In den meisten Fällen entstehen MSE nicht durch einen einzelnen Risikofaktor, sondern durch eine Kombination von Belastungen. Wer z. B. schwere Lasten trägt oder in körperlichen Zwangshaltungen arbeitet, tut dies häufig auch unter schlechten Witterungsbedingungen wie Kälte oder Nässe, unter schlechter Arbeitsplatzgestaltung oder unter Stress und Zeitdruck.

Sozialpartnervereinbarung für bessere Arbeitsgestaltung

Die gesundheitlichen Probleme reichen von allgemeinem Unwohlsein und leichten Schmerzen bis hin zu ernsthaften Erkrankungen, die neben dem Arbeitsausfall auch einen Krankenhausaufenthalt und medizinische Versorgung erforderlich machen können. Wird die Erkrankung chronisch, kann sie Invalidität und damit den Verlust des Arbeitsplatzes zur Folge haben. Viele der Beschwerden könnten vermieden oder zumindest verringert werden, wenn die bestehenden gesetzlichen Vorschriften zu Sicherheit und Gesundheitsschutz sowie die berufsgenossenschaftlichen Regeln eingehalten würden.

Bereits am 21. November 2005 unterzeichneten die europäischen Sozialpartner in der Landwirtschaft eine „Europäische Vereinbarung über die Reduzierung der Gefährdung der Arbeitnehmer gegen arbeitsbedingte Muskel- und Skeletterkrankungen in der Landwirtschaft”. Die EU-Kommission ist nach längerer Prüfung zu der Auffassung gekommen, der bestehende Rechtsrahmen für den Schutz vor arbeitsbedingten reiche nicht aus und MSE müsse verbessert werden. Die europäischen Sozialpartner in der Landwirtschaft haben in diesem Zusammenhang Stellung bezogen.

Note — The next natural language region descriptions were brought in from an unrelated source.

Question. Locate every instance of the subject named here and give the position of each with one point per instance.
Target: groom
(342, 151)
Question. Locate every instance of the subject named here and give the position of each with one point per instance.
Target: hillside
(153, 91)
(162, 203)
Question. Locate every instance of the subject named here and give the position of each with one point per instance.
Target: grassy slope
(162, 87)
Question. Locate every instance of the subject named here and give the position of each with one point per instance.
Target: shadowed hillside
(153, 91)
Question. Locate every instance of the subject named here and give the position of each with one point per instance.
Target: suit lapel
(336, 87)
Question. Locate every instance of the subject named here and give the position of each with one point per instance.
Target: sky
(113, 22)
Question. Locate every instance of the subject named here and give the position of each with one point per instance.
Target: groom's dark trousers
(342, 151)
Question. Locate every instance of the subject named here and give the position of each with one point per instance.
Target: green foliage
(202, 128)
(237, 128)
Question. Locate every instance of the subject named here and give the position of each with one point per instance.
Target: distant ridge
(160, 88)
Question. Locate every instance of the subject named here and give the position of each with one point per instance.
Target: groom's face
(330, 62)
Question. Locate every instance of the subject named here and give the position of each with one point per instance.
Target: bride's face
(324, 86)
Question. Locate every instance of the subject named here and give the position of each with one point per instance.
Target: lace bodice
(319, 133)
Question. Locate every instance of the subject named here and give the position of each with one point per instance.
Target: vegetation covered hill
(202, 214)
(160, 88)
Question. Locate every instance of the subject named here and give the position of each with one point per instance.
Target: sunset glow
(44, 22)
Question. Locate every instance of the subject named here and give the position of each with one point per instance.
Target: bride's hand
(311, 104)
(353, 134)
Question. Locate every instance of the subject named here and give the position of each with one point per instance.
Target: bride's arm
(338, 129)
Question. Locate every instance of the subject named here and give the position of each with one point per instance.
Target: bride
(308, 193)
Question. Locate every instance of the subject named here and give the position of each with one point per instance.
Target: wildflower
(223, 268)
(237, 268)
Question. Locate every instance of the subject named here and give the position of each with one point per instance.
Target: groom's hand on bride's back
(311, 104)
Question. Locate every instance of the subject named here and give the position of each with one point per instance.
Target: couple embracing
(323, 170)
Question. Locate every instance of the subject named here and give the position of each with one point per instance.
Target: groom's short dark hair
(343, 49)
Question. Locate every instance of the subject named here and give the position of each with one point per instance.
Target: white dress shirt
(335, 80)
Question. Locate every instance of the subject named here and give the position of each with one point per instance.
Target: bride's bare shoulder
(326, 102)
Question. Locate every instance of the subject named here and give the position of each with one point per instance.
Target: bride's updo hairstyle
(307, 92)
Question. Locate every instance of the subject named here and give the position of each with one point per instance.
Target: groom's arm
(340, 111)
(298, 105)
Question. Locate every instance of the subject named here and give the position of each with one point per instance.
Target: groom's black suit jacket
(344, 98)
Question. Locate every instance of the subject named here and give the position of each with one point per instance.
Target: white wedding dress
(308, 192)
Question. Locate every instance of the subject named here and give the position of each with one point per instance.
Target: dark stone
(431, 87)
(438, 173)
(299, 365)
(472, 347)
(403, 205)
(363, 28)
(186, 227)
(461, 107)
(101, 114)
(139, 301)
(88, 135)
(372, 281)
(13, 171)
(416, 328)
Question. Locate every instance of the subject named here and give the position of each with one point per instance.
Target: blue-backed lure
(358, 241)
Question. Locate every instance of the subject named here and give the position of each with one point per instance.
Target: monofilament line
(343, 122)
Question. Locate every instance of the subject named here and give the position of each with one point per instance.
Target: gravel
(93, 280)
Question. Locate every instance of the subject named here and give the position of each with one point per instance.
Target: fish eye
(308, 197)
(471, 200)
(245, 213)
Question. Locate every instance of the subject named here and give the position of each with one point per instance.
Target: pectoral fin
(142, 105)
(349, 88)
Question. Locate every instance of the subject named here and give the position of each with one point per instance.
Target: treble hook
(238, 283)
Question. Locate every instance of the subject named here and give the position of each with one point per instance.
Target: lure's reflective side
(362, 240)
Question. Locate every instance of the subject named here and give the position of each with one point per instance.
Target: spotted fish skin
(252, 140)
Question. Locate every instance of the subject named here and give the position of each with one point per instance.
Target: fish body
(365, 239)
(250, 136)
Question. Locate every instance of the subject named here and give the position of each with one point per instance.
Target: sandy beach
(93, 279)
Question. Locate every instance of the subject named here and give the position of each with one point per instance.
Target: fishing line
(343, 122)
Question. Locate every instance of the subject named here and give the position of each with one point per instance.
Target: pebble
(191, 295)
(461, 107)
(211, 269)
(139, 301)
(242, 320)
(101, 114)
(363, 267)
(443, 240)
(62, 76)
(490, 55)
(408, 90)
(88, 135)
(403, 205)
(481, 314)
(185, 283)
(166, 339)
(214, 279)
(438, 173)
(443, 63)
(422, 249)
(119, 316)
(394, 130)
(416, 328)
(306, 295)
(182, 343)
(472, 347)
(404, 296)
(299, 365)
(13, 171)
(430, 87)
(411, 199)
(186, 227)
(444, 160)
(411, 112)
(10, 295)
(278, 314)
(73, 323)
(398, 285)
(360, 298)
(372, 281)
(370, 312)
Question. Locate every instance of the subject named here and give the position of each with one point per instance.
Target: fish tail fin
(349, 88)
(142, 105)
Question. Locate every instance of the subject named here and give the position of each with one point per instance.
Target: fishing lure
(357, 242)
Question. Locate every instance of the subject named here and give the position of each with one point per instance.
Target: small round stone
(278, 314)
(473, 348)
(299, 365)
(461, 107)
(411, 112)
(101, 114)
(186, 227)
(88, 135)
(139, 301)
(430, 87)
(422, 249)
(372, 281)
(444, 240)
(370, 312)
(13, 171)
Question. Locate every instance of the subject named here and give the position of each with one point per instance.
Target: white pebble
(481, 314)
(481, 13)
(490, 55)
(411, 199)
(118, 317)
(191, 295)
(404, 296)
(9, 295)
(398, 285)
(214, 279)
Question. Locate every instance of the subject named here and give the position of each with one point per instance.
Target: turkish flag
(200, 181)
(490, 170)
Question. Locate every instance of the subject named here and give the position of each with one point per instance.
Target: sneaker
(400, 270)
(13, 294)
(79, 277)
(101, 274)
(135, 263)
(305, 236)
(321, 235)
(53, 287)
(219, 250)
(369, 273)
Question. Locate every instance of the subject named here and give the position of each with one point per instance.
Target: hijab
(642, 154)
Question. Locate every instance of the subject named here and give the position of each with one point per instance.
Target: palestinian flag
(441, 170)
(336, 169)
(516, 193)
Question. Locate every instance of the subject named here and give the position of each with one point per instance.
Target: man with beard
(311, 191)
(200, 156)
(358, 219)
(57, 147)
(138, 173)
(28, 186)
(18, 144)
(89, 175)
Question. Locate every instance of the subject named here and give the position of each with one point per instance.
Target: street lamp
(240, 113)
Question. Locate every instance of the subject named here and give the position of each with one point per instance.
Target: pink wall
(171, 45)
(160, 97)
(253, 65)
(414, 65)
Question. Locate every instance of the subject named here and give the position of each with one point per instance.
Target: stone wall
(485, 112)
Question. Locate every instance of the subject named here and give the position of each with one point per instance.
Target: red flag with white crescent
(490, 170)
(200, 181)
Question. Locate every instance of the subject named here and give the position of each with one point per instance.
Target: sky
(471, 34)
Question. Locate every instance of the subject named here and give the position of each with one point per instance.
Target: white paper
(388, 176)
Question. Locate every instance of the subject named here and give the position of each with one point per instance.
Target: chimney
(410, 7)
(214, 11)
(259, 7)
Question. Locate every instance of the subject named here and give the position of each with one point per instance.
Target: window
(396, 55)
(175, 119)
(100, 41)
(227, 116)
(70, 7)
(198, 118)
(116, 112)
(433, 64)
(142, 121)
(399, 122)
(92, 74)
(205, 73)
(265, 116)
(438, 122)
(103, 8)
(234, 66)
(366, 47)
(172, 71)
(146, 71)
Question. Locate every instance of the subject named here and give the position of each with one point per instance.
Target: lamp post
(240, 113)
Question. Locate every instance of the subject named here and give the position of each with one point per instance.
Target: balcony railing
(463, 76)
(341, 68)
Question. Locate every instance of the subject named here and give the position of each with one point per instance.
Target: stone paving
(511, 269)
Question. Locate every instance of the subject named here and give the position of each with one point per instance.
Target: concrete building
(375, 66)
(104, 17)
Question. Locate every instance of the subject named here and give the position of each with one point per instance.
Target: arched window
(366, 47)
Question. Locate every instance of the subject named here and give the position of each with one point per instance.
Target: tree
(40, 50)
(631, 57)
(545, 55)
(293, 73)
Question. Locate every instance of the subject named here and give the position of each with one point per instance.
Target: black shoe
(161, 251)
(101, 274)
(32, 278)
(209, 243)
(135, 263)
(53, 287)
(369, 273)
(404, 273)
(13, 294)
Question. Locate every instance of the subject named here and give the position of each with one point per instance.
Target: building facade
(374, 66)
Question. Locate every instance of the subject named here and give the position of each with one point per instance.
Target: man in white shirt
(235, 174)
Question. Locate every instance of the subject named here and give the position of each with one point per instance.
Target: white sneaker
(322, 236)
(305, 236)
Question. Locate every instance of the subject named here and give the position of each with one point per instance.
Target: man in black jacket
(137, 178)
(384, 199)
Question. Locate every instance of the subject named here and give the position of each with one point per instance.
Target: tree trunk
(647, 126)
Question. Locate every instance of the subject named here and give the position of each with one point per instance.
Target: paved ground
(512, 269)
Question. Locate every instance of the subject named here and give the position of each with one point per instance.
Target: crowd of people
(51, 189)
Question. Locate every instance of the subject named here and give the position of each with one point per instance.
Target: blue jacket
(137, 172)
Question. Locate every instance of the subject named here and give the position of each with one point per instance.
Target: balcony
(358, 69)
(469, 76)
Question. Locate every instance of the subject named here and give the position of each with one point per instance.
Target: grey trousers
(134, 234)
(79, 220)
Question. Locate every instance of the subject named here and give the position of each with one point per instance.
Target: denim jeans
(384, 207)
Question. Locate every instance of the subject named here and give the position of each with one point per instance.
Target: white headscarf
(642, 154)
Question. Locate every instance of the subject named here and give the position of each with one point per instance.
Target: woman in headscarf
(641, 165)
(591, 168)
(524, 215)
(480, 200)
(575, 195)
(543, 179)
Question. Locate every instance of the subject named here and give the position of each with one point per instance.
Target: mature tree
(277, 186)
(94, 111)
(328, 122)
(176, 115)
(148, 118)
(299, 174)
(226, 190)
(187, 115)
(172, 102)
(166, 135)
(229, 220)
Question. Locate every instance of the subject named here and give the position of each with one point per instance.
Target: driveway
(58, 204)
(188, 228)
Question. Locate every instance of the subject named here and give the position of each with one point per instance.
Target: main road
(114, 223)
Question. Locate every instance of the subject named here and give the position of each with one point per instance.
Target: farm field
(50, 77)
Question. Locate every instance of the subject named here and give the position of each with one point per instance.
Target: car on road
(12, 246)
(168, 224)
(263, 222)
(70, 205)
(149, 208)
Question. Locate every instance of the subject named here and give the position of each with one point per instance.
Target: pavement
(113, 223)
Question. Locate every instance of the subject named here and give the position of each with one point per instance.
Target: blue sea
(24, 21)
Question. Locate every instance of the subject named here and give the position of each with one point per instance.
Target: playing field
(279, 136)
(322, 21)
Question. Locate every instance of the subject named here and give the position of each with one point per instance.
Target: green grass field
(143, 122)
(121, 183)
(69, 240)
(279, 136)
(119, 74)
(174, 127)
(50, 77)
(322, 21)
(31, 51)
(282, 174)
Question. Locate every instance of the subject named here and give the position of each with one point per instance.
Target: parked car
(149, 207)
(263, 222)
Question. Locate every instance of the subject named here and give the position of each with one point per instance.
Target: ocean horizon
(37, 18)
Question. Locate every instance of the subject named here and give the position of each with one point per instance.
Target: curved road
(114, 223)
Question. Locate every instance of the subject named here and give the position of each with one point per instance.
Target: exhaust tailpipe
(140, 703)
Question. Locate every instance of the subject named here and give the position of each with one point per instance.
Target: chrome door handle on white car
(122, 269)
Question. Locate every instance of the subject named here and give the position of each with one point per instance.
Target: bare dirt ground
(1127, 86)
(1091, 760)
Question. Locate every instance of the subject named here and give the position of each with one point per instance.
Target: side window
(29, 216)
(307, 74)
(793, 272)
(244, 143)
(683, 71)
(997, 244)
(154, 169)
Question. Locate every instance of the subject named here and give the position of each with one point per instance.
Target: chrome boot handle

Gewerkschaften wollen einen besseren Rechtsrahmen

Grundsätzlich wird die Idee, eine eigene verbindliche Richtlinie zum Schutz der Arbeitnehmer vor Muskel- und Skeletterkrankungen zu schaffen, von den Sozialpartnern begrüßt. Die Gewerkschaften plädieren insbesondere für eine Einzelrichtlinie, mit der alle signifikanten Risikofaktoren arbeitsbedingter Muskel-Skelett-Erkrankungen erfasst und Mindestanforderungen für Sicherheit und Gesundheit festgelegt werden sollen. Hier könnte dann endlich auch eine umfassende Definition arbeitsbedingter Muskel-Skeleltt-Erkrankungen vorgenommen werden. Dabei müssten alle Krankheit auslösenden Faktoren in ihrer möglichen Kombination berücksichtigt werden. Außerdem sollten die Richtlinie zur Handhabung schwerer Lasten (90/269/EWG) und zur Bildschirmarbeit (90/270/EWG) mit Blick auf MSE verbessert und konkretisiert werden.

Beide Seiten wünschen sich nationale und europäische Beobachtungsstellen. Diese Beobachtungsstellen sollen sich nicht allein auf das Sammeln statistischer Daten konzentrieren, sondern mit Hilfe der gewonnen statistischen Erkenntnisse wirksame Präventionsstrategien entwickeln. Damit wäre ein wichtiger Schritt in Richtung eines wirksamen Rechtsrahmens zur Verhinderung von arbeitsbedingten Muskel- und Skeletterkrankungen eingeleitet.